鉄不足や甲状腺のはたらきは妊娠中でも血液検査で調べられるので、抜け毛がひどいときは自己判断でサプリメントを増やす前に相談するほうが確実です。

よくある質問

妊娠中の抜け毛は赤ちゃんの性別と関係がありますか?

性別で抜け毛の量が変わるという医学的な裏づけはありません。妊娠中はホルモンの変化がどなたにも起きるため、性別とは別の要因で抜け方に差が出ます。言い伝えとして語られることが多い話題なので、気にしすぎないでください。

妊娠中の抜け毛はいつごろ落ち着きますか?

つわりと重なった初期の抜け毛は、食事が戻る中期には落ち着いていく方が多く見られます。ただし本格的に抜ける時期は産後2〜3か月からで、そちらは別の変化です。妊娠中の抜け毛と産後の抜け毛は、分けて考えるほうが見通しが立ちます。

妊娠中に育毛剤を使っても大丈夫ですか?

ミノキシジルのような医薬品の発毛成分は避けてください。医薬部外品や化粧品にあたる低刺激のものであれば選択肢に入りますが、使い始める前にかかりつけの産婦人科医へ一度確認しておくと安心です。成分表示が明確なものを選んでください。

妊娠中の抜け毛にサプリメントで対応してよいですか?

鉄や葉酸は妊娠中に不足しやすい一方で、自己判断で量を増やすのは勧められません。血液検査で足りているかどうかを確かめられるので、まず数値を見てから決めるほうが無駄がありません。食事から摂る分を土台に考えてください。

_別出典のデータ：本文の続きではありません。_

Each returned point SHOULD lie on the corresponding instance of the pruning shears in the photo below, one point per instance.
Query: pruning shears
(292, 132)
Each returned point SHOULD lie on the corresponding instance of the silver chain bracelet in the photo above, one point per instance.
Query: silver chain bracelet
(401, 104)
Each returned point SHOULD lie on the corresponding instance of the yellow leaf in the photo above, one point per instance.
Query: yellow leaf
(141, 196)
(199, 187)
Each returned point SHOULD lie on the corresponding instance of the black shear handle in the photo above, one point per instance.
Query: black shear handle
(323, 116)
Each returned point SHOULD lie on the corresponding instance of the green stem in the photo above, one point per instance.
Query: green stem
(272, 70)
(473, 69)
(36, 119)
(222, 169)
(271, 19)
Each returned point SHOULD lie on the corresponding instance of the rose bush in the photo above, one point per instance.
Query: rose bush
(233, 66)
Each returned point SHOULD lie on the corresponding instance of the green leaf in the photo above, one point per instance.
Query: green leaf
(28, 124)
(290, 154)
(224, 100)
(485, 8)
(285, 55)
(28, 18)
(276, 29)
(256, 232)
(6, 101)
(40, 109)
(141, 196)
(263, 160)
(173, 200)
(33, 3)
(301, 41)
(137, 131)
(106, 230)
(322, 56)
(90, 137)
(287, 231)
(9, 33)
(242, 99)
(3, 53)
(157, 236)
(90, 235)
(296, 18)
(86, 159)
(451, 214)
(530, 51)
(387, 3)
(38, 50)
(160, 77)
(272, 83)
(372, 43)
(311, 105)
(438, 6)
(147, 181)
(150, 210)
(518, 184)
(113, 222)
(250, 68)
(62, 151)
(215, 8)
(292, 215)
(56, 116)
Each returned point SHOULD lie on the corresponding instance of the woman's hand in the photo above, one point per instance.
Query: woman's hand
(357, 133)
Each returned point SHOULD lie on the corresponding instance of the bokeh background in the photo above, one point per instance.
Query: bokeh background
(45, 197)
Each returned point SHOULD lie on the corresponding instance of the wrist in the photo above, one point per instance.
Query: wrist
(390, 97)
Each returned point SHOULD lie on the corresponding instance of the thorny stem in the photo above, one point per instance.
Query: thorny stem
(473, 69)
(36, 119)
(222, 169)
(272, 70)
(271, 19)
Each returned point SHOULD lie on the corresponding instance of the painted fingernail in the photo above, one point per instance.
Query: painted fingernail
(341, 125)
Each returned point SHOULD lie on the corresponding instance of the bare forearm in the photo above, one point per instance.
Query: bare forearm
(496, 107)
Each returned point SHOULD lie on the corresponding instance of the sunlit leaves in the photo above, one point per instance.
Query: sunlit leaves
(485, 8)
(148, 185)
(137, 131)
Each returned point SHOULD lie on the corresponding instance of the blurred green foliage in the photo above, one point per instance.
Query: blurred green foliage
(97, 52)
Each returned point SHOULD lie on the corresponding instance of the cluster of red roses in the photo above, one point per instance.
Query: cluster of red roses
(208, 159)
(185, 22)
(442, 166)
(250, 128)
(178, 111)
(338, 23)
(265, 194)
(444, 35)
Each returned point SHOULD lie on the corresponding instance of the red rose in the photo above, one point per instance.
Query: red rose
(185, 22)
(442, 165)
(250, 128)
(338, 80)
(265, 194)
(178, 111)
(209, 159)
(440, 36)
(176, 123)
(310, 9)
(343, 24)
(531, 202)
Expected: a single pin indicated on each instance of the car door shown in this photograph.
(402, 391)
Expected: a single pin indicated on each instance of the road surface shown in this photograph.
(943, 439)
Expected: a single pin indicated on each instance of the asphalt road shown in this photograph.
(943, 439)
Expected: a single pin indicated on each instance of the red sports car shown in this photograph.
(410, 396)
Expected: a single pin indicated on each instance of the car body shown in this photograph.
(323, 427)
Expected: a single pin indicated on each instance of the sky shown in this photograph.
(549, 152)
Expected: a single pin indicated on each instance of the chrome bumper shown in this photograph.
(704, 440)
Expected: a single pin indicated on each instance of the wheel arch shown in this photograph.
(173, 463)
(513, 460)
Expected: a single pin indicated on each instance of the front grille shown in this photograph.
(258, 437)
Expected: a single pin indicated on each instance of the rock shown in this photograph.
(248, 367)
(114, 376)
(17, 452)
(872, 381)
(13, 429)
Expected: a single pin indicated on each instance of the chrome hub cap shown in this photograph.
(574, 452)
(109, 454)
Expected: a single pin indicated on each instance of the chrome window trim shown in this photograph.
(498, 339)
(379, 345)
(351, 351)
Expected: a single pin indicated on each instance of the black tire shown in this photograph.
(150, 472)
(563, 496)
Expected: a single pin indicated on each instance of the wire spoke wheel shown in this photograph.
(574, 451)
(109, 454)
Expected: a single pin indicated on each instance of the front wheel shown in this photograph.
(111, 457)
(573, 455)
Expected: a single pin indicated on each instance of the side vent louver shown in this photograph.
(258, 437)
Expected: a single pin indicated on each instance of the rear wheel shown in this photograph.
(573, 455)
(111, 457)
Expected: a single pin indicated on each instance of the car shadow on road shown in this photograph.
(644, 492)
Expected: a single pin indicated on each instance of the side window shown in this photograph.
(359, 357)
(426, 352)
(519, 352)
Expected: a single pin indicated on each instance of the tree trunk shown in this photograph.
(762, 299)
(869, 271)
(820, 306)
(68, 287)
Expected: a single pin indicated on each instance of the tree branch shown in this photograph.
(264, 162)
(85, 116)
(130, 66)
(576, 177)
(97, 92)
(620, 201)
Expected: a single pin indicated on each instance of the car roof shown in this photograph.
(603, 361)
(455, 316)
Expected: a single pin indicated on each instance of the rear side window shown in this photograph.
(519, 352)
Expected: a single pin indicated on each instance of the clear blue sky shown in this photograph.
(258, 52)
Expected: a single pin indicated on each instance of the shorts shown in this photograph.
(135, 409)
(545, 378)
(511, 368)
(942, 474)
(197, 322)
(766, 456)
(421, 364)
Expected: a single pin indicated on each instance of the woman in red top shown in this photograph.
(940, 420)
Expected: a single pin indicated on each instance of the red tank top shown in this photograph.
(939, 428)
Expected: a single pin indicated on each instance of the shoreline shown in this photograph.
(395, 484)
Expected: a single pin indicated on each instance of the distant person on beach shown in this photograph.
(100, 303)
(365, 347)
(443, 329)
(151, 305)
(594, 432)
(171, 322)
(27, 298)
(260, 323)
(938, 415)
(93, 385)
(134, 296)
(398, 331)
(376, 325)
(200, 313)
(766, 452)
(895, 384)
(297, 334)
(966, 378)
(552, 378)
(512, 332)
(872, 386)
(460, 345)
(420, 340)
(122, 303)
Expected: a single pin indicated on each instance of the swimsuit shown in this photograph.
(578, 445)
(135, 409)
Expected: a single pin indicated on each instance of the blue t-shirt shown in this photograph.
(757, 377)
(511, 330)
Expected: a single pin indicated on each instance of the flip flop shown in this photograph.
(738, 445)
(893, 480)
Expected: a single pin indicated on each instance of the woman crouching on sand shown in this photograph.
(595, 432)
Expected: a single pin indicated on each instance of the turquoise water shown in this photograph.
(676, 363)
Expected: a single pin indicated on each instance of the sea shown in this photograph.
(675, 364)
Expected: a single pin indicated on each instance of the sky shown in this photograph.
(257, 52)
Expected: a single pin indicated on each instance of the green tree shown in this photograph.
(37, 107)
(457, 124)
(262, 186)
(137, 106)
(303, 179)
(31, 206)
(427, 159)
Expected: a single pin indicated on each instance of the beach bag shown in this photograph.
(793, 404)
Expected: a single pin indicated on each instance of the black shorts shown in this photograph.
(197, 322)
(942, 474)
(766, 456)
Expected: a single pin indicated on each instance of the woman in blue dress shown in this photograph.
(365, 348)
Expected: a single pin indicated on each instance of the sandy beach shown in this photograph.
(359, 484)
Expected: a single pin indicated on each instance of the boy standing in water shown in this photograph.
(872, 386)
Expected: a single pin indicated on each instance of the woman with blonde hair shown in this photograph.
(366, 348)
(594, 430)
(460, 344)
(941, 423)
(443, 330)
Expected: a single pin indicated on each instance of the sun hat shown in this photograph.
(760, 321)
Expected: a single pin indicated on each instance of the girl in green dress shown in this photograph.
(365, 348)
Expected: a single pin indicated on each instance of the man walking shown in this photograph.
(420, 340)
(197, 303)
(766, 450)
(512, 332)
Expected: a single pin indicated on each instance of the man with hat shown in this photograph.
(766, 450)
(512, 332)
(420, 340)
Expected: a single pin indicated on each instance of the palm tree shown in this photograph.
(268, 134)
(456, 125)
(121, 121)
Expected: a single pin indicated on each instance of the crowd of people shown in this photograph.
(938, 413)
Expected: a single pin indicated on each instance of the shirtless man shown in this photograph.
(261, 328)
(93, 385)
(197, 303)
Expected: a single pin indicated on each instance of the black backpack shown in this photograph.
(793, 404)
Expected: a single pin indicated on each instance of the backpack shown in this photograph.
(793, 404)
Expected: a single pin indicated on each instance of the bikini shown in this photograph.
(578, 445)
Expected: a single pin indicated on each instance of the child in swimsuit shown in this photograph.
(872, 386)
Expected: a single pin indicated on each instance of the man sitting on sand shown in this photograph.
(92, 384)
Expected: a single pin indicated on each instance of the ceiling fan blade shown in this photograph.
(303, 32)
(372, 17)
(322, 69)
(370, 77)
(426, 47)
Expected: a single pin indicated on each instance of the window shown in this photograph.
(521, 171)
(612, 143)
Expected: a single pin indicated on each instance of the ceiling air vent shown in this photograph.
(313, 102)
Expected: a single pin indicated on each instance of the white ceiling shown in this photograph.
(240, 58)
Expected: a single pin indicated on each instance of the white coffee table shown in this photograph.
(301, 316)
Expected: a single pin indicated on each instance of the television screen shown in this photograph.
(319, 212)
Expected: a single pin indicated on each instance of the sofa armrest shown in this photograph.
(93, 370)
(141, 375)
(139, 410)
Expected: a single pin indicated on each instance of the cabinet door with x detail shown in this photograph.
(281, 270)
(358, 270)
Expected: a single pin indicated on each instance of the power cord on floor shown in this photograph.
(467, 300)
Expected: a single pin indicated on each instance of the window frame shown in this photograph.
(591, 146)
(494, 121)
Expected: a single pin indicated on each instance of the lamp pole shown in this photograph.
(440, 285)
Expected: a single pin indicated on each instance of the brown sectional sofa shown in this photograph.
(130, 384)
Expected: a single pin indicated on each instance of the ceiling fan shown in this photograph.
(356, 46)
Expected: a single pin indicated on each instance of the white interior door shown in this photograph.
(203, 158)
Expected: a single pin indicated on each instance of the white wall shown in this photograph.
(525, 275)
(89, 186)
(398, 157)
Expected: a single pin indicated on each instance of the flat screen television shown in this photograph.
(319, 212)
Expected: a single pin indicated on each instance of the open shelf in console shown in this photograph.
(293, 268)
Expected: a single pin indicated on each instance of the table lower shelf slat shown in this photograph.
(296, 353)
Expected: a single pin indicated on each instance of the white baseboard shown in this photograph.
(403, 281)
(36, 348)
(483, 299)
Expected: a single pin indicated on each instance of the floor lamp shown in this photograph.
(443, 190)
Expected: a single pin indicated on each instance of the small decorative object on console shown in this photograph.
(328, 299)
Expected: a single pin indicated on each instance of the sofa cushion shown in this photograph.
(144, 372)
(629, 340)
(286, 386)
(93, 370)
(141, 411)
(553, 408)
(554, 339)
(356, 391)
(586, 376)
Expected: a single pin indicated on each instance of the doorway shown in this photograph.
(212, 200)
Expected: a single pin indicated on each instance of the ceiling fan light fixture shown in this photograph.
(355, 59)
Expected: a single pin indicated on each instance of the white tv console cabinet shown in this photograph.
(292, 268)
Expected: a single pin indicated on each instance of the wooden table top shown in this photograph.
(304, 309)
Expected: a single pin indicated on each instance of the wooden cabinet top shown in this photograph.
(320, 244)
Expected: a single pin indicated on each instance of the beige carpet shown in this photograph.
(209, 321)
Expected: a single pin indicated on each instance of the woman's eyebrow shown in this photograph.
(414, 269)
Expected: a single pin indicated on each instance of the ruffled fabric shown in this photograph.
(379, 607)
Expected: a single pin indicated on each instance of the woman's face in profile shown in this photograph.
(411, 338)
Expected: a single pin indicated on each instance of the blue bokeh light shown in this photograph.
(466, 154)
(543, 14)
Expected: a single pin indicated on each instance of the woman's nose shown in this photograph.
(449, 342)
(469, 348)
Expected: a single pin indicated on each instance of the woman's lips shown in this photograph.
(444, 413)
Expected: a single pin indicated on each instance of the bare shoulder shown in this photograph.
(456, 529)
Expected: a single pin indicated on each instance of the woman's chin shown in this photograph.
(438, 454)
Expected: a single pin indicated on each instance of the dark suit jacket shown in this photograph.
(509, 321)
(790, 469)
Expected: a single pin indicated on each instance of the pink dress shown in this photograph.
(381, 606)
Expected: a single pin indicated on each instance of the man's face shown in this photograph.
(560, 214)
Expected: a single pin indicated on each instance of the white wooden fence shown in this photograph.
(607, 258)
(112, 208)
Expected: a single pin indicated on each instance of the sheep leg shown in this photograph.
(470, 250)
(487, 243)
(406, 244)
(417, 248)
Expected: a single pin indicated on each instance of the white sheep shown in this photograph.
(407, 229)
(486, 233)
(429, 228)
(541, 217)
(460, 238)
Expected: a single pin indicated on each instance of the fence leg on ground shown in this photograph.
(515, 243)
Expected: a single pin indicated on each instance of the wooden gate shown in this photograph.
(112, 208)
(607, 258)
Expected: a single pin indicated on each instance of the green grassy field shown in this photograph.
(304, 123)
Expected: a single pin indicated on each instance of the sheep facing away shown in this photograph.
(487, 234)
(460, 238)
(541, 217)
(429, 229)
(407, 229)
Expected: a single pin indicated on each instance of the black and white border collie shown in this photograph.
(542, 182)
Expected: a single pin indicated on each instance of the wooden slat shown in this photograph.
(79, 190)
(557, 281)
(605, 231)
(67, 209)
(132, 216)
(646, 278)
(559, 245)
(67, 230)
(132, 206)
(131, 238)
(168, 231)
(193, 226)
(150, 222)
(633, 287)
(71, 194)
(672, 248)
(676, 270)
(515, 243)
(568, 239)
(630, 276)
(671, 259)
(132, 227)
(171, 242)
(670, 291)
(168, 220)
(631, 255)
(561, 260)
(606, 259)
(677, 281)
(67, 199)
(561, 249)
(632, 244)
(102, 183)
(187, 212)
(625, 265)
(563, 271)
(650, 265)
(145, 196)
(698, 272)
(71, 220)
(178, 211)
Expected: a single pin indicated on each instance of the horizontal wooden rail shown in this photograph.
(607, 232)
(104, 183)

妊娠中の抜け毛はシャンプーの回数を減らすと止まりますか?

洗う回数と抜ける量は直接つながっていません。洗うときに抜けた毛が目に見えるだけで、洗わなければ頭皮に皮脂がたまり、かゆみのもとになります。においがつらい時期に間隔を空けるのは構いませんが、対策としては別の話です。